ROSCAs Are an Overlooked But Vital Part of the Co-operative Sector

By Kenzie Love

Growing up in Canada as the daughter of Jamaican immigrants, Andria Barrett was familiar with the Jamaican concept of “partner”. What she only learned later in life was that while it has sometimes been overlooked in Western histories of the co-operative movement, partner is just one name for a Rotating Savings and Credit Association (ROSCA), a type of co-operative that can be found in different cultures globally.

“I learned that this isn’t just unique to Jamaica,” says Barrett. “There are people across the Caribbean and across the continent, Africa and around the world, primarily women who’ve been saving and pooling their monies in this sort of fashion.”

Although the term “ROSCA” was coined in the 1960s, the system it describes has been around much longer, and while the names for it may vary, the concept is largely the same. Each member contributes a predetermined amount to a fund at regularly scheduled meetings. At each meeting, a different member will receive access to the pooled savings, either chosen by lottery or to fill a need they have at that particular moment. By the end, each member has received a one-time lump sum of their total monthly contributions. 

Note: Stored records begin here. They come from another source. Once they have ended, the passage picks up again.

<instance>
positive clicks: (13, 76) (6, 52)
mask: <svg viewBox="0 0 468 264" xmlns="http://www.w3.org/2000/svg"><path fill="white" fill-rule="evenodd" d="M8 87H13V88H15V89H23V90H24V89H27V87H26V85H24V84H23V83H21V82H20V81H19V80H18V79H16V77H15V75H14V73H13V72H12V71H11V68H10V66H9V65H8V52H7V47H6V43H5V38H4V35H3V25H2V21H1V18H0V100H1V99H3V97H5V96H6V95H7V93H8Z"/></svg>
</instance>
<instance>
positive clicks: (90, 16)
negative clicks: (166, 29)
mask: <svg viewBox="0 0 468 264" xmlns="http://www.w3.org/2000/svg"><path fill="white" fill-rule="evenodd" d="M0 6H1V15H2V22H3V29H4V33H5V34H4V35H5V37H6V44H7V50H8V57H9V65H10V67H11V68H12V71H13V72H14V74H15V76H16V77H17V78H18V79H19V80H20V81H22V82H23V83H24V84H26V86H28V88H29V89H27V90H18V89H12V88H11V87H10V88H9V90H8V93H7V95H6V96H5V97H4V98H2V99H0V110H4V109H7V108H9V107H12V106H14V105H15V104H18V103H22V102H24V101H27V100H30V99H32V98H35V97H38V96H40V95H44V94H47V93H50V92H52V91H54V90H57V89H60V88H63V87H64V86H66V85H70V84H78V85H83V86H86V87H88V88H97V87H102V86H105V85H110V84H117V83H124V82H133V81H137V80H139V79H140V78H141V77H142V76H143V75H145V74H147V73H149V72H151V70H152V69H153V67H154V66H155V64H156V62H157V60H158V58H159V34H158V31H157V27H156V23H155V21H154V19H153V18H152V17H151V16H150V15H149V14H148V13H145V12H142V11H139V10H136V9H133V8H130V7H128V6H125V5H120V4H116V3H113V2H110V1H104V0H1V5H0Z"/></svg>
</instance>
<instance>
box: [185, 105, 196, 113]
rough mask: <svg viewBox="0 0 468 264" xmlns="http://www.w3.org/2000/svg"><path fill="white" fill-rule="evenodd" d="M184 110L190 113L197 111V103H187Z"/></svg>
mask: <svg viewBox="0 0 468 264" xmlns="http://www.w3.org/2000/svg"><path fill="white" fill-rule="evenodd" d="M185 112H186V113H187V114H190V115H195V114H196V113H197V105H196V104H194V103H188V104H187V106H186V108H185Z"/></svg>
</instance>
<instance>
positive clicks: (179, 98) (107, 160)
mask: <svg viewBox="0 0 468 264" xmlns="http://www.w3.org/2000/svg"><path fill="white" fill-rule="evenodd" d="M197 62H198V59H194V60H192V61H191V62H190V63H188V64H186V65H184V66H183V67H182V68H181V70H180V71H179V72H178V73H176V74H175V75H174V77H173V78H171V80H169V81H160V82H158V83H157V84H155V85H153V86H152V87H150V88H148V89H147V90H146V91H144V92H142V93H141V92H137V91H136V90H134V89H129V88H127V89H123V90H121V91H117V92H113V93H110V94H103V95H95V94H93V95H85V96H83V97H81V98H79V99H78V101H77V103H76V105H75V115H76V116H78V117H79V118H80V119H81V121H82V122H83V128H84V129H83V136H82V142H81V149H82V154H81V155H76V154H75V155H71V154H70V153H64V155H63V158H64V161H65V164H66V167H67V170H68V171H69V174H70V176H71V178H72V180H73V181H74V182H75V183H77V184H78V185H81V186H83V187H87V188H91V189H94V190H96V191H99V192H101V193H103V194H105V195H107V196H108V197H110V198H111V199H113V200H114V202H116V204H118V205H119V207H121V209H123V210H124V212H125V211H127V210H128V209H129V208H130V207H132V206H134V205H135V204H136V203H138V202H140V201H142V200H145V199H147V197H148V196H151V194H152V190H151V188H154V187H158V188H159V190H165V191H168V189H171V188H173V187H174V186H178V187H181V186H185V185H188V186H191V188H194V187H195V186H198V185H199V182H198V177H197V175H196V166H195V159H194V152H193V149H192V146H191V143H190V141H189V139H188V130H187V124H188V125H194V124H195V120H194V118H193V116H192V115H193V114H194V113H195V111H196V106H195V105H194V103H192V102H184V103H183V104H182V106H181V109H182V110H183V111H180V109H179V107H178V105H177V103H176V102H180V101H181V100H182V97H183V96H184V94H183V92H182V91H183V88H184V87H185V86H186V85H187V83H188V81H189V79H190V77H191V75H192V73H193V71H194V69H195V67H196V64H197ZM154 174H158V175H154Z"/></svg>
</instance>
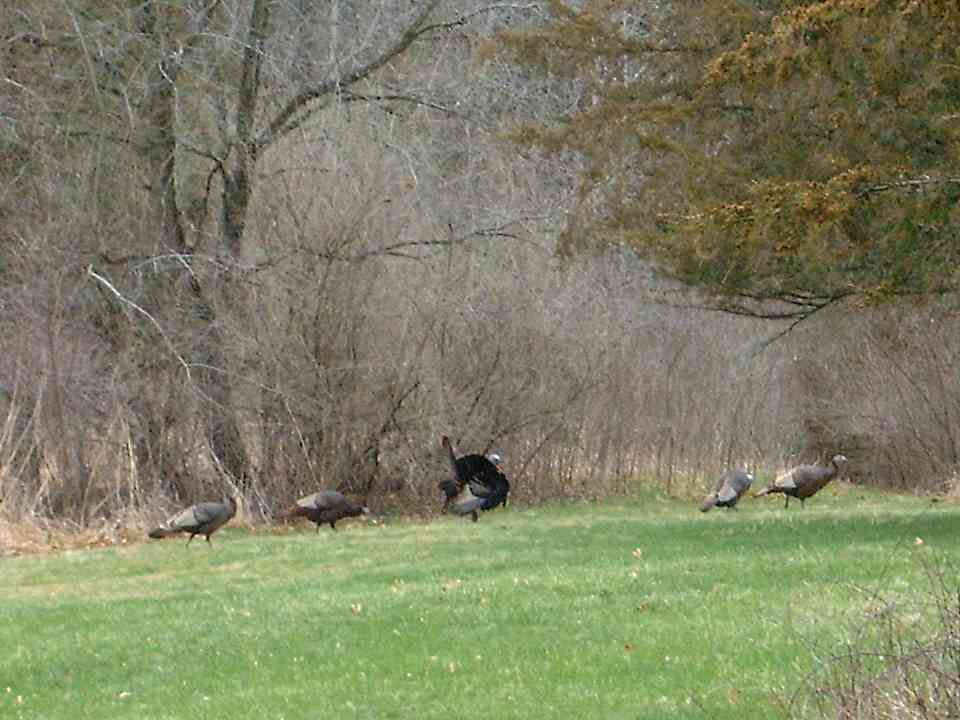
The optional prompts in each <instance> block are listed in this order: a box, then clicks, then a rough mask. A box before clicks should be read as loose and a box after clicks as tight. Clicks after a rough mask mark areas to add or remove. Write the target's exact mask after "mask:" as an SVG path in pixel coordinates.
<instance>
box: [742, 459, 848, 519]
mask: <svg viewBox="0 0 960 720" xmlns="http://www.w3.org/2000/svg"><path fill="white" fill-rule="evenodd" d="M846 465H847V459H846V458H845V457H844V456H843V455H834V456H833V459H832V460H830V464H829V465H826V466H823V465H800V466H799V467H795V468H793V469H792V470H788V471H787V472H785V473H784V474H783V475H781V476H780V477H778V478H777V479H776V480H774V481H773V482H772V483H770V485H769V486H767V487H766V488H765V489H763V490H761V491H760V492H758V493H757V497H761V496H763V495H771V494H773V493H783V495H784V497H785V498H786V502H785V503H784V505H783V507H784V509H786V508H788V507H790V498H792V497H795V498H800V507H803V503H804V501H805V500H806V499H807V498H808V497H810V496H811V495H814V494H816V493H817V492H819V491H820V490H821V489H822V488H823V487H824V486H825V485H826V484H827V483H828V482H830V481H831V480H833V479H834V478H835V477H836V476H837V475H838V474H839V473H841V472H842V471H843V469H844V467H846Z"/></svg>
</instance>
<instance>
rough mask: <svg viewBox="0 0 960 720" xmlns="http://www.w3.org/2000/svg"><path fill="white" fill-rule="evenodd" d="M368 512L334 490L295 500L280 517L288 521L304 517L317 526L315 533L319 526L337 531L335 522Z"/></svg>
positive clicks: (343, 495) (317, 493)
mask: <svg viewBox="0 0 960 720" xmlns="http://www.w3.org/2000/svg"><path fill="white" fill-rule="evenodd" d="M369 512H370V511H369V510H368V509H367V508H366V507H363V506H361V505H358V504H357V503H355V502H352V501H350V500H348V499H347V498H346V497H345V496H344V495H343V494H342V493H339V492H337V491H336V490H321V491H320V492H316V493H313V494H312V495H307V496H306V497H302V498H300V499H299V500H297V504H296V505H294V506H293V507H292V508H290V509H289V510H287V512H285V513H284V514H283V515H282V516H281V517H282V518H283V519H286V520H289V519H291V518H295V517H305V518H307V519H308V520H309V521H310V522H314V523H316V524H317V532H320V526H321V525H329V526H330V527H331V528H333V529H334V530H336V529H337V521H338V520H342V519H343V518H346V517H357V516H358V515H367V514H369Z"/></svg>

ROSCAs are important because the women who participate in them have often been excluded from mainstream financial institutions. As self-managed co-operatives, ROSCAs provide an easier form of access to money than is typically available through banks.‘These women tend to see the traditional banking system as creating barriers for them,” says Esther Enyolu, a Nigerian-Canadian with extensive experience in the ROSCA sector.

“(That’s) because the banking system requires a lot of terms to qualify you for a loan. And sometimes you need to get a cosigner.”

As Enyolu adds, however, a ROSCA’s significance for its participants goes beyond the money involved. They are important on a broader social level as well.

“It’s about dignity, respect, an inclusive and equitable economy,” she says. “Where everybody participates and feels that they are validated.”

Although ROSCAs have often been overlooked in the past, that may be starting to change. Meridian Credit Union, the Ontario Co-operative Association, and the Banker Ladies Council (an organization to which both Barrett and Enyolu belong), recently announced a collaboration that will focus on raising the profile of ROSCAs in Ontario, with Meridian pledging $100,000 over multiple years in financial support and in-kind resources. 

“They want us to continue to do the work that we’re doing to take care of our governance,” says Barrett, “and to make sure that we are doing the best job possible at reaching and training and supporting other ROSCA users across the province.”

But while Barrett affirms that the Banker Ladies Council is grateful for this support, she hopes that members of the wider co-operative sector will also take the opportunity to educate themselves about ROSCAs.

“I think there’s a lot to learn,” she says. “The seven principles that you find in co-operatives you also find in a ROSCA. We are part of the co-operative sector and the co-operative movement. So the values that the co-operative sector has are the very same values that ROSCAs have.”